Chris Micheli is a lobbyist with Aprea & Micheli, as well as an Adjunct Professor of Law at the University of the Pacific McGeorge School of Law.

This article was originally published by the California Globe.

Comments

  1. Gotta Gedada Displace says

    WHAT revenue, (IF ANY) even OFFSETS, let alone FUNDS, this credit ?

    INSANE spending HIKES (like additional $4 BILLION for HSR !) get proposed and passed by the Bolshevik Legislature while tax revenue craters due to COVID lockdown job losses, COVID bans on Tourism Travel and Entertainment, and further losses as employers and high tech earners FLEE THE STATE.

    MORE spending on a SHRINKING REVENUE BASE will only make the (remaining) middle class be designated MILLIONAIRES – ONLY because they will be TAXED AS MILLIONAIRES as the REAL MILLIONAIRES FLEE THE STATE

    LIBERALISM is a MENTAL DISEASE – the SANE don’t belong in the ASYLUM – FLEE while you can !

  2. It is an interesting concept to subsidize employers to employ the homeless, but it is ironic that much of the homeless and poverty population growth is directly related to all the efforts in the state continues to do to increase the costs of electricity and fuels, which are already among the highest in the country.

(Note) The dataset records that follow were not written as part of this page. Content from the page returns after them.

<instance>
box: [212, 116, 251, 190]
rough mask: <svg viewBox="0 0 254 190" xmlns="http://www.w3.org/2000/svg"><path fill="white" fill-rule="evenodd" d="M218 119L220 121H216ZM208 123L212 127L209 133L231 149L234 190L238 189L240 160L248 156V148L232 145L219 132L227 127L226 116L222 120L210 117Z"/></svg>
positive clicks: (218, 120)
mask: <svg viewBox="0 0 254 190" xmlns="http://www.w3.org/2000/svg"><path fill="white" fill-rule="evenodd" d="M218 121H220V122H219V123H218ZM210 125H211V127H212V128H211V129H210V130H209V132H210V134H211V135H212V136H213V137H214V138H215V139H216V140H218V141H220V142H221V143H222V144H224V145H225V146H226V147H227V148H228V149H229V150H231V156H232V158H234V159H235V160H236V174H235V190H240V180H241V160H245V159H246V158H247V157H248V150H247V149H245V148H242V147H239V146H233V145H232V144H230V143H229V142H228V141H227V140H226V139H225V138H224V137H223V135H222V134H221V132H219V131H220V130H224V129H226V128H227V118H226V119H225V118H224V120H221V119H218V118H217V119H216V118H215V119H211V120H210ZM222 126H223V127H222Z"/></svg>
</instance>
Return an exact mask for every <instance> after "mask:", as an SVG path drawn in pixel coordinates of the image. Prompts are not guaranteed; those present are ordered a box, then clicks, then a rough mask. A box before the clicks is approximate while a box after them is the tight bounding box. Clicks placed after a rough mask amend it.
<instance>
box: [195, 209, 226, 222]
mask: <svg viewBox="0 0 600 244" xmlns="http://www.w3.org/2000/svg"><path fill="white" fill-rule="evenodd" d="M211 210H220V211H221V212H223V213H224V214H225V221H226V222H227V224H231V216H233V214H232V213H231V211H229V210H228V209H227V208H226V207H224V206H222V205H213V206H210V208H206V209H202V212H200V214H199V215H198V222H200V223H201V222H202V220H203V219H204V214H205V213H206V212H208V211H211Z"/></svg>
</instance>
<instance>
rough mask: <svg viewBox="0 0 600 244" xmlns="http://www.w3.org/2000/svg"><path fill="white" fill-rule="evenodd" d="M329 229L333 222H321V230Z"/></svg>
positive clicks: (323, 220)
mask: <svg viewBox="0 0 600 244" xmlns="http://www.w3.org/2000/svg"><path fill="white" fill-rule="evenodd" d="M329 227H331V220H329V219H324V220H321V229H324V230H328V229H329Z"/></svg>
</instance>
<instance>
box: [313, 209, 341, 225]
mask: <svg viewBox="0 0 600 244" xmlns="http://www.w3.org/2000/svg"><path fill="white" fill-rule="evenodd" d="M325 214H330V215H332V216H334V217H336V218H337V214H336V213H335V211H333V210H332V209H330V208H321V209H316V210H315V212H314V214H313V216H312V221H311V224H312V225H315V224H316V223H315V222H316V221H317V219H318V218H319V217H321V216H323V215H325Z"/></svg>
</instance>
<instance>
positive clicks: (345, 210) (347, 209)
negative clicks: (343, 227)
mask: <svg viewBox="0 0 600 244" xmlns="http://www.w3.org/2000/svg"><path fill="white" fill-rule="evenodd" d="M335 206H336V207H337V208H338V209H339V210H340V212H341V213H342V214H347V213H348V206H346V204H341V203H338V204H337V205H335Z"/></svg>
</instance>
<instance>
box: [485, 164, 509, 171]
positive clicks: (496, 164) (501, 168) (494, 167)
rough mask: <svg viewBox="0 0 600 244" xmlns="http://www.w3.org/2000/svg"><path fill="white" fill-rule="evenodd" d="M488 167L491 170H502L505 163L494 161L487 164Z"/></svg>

    Since energy costs drives up the cost of everything, it would seem logical that the solution is to do everything possible to DECREASE the cost of electricity and fuels to the consumer. If the State cannot reduce those energy costs, maybe the next bill should provide a subsidy to the consumer’s utility bills.

  3. I’m sick of liberal Democrats and their ideas.
    Hell! Put the homeless to work on the highspeed rail!
    If the state is going to waste revenue it doesn’t have, on a project the state is NOT READY FOR, they might just as well spend it on homeless wages.
    DA Democrats are reactive people, never preparing for the known inevitable.
    Best thing the state can do is get out of the way of business.
    Deregulate energy so the citizen can start using clean natural gas, build dams for enough water and hydroelectrical power to lower the cost of foods. Start working with power companies instead of telling them what to do and when it fails you can still blame them for doing what they were told by idiot politicians.
    I’m sick of it all, where’s the justice?

  4. So let me get this straight. The employer gets up to a $10,000 credit for hiring a homeless person, paying them at least $15/hr or enough that they can find a rental property so that they are no longer homeless. At the point the employee is no longer homeless, does the homeless credit for the employer end?

  5. They can make solar panels.

  6. Chris Renner says

    So an employer gets a $10,000 tax credit, meaning a reduction in taxes of $10,000, for employing a homeless person – how they prove they’re homeless is unknown – at $15 per hour for 1,000 hours. The homeless guy pays no taxes at $15,000, the employer does not pay $3,000 to the state, so the state makes retains $2,000 in tax revenue and uses that to fund some agency that will spend $20,000 per homeless person to administer the plan. What an idiotic plan!!!!! Why don’t you just change the minimum wage to $5.00 and everyone gets the same thing without more needless bureacracy?

  7. If the homeless continue to be a political football we may have to call in Tom Brady. Go long.

  8. Another government run assistance program. What a novel idea! What could possibly go wrong?